Revenue from the extractive industry must benefit all

Niël Terblanché

Namibia like many other African countries has to improve Domestic Resource Mobilisation (DRM) and take charge of own development agendas with funds garnered from improved fiscal policies and robust taxation systems.
Delegates from across the continent gathered in Swakopmund to attend the African Tax Administration Forum (ATAF) Workshop on Value Added Tax (VAT) Administration and Compliance in the Extractive Industry
The Namibia Revenue Agency (NamRA) is hosting the two-day event which is aimed at providing insights and updates on the best practices in VAT administration and compliance.
At the official opening of the workshop, Mary Baine, the Deputy Executive Secretary and Head of Member Services and Domestic Resource Mobilisation of ATAF, said that VAT is consistently regarded as the highest revenue earner for many countries around the globe.
“As revenue agencies we have the responsibility of ensuring that our fiscal policies and taxation systems are robust and effective. This is where the importance of VAT administration and compliance comes into play. VAT, as a key component of our taxation systems, serves as an essential tool for revenue generation, which can be utilized to fund essential public services, infrastructure development, and social programs,” she said.
She said the topic that will be discussed holds immense significance for Africa’s economic growth and development especially given the efforts by all countries to garner revenues to assist in the post Covid-19 recovery period.
“Summarily put, there is a need for countries to improve Domestic Resource Mobilisation (DRM) and take charge of own development agendas,” she said.
According to Baine, he extractive industry, encompassing mining, oil, and gas, plays a crucial role in Africa’s economic landscape.
The industry contributes significantly to GDP, employment, and foreign direct investment.
She said that the mining sector contributed about 10 percent to Gross Domestic Product (GDP) on average, 50 percent on average of total exports and one third of Foreign Direct Investments (FDI) in resource intensive countries in Africa.
Baine said that Africa is rich in natural resources and that the continent has the potential to harness the value chain, fiscal regimes and taxation in the sector to propel nations towards prosperity, alleviate poverty, and create sustainable development.
In this regard she said that VAT, as a consumption-based tax, has been recognized globally for its efficiency, transparency, and relative ease of administration.
“In Africa, VAT has become an increasingly vital source of revenue for governments, often accounting for a significant portion of their total tax revenues. According to the African Tax Outlook, VAT has contributed the highest revenue at an average of 30 percent of total tax revenue in African countries. As such, ensuring that VAT administration and compliance are efficient and effective in the extractive sector is crucial to unlocking the full revenue potential of these industries,” she said.

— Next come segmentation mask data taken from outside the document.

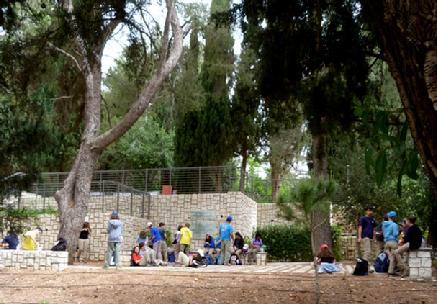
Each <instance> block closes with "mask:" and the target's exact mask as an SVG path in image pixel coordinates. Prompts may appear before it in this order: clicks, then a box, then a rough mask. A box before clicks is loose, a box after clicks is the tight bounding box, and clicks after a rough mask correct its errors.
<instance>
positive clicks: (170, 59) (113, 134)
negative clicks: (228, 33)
mask: <svg viewBox="0 0 437 304" xmlns="http://www.w3.org/2000/svg"><path fill="white" fill-rule="evenodd" d="M166 3H167V10H169V12H168V13H167V18H166V21H165V23H166V25H167V26H168V27H171V29H172V33H173V36H174V40H173V45H172V47H171V50H170V54H169V56H168V58H167V59H166V60H162V61H160V66H159V67H158V69H157V70H156V73H155V75H154V76H153V77H152V79H151V80H150V81H149V83H148V84H147V85H146V86H145V87H144V88H143V90H142V91H141V93H140V95H139V97H138V99H137V101H136V102H135V103H134V104H133V105H132V106H131V107H130V109H129V111H128V112H127V113H126V115H125V116H124V117H123V118H122V120H121V121H120V122H119V123H118V124H117V125H115V126H114V127H113V128H112V129H110V130H108V131H106V132H105V133H103V134H101V135H100V136H98V137H96V138H95V139H94V140H93V141H92V148H93V149H95V150H103V149H104V148H106V147H107V146H108V145H110V144H111V143H113V142H114V141H115V140H117V139H118V138H119V137H120V136H122V135H123V134H124V133H126V132H127V131H128V130H129V129H130V127H132V125H133V124H134V123H135V122H136V121H137V120H138V118H140V117H141V115H142V114H143V113H144V111H145V110H146V109H147V107H148V106H149V104H150V101H151V100H152V98H153V97H154V95H155V94H156V92H157V91H158V89H159V88H160V86H161V85H162V83H163V82H164V80H165V79H166V78H167V77H168V75H169V74H170V72H171V71H172V70H173V69H174V68H175V67H176V64H177V62H178V60H179V58H180V57H181V54H182V50H183V45H182V42H183V41H182V40H183V38H182V29H181V27H180V25H179V19H178V16H177V12H176V9H175V6H174V0H166ZM167 43H168V42H167V41H165V43H163V44H162V45H161V48H167ZM162 53H163V51H162V50H161V54H162Z"/></svg>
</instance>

Baine was of the opinion that the extractive sector presents unique challenges and opportunities in the realm of VAT administration and compliance.
“The complexity of operations, the need for large capital investments, and the often cross-border nature of transactions make it essential for governments and businesses to adopt sound and clear VAT policies,” she said.
She said that by addressing the challenges in VAT administration and compliance it will be possible to unlock the full revenue potential of the extractives sector, allowing governments to invest in infrastructure, healthcare, education, and other social programs that will ultimately benefit our people and drive sustainable development.
As the leading Africa focused tax policy and administration organization, ATAF is consistently poised to support tax administrations on the continent in achieving the DRM goals for sustainable development.
The ATAF continuously provides support to African countries to improve DRM through the publication of technical resources, provision of trainings, tailor-made technical assistance and workshops.
The support includes training, technical assistance and workshops on VAT Fraud, Transfer Pricing, Audit and Investigation, Compliance Risk Management, Data Analytics and Mechanics of the Extractive Industry. It also includes publications on VAT Audit, Transfer Pricing Audit, Tax Treaties, Missing Trader Fraud and Exchange of Information for Tax Purposes. More recently ATAF has published 3 major technical guides consisting of Suggested Approach to Drafting Qualified Domestic Top-up Tax Legislation, VAT Digital Toolkit for Africa and Future of Resource Taxation. “As we embark on this journey of learning and knowledge sharing, I encourage each one of you to actively participate in the discussions, ask questions, and engage with your fellow attendees. Together, we can strengthen our understanding of VAT administration and compliance in the extractive sector and contribute to a brighter, more prosperous future for Africa,” she said.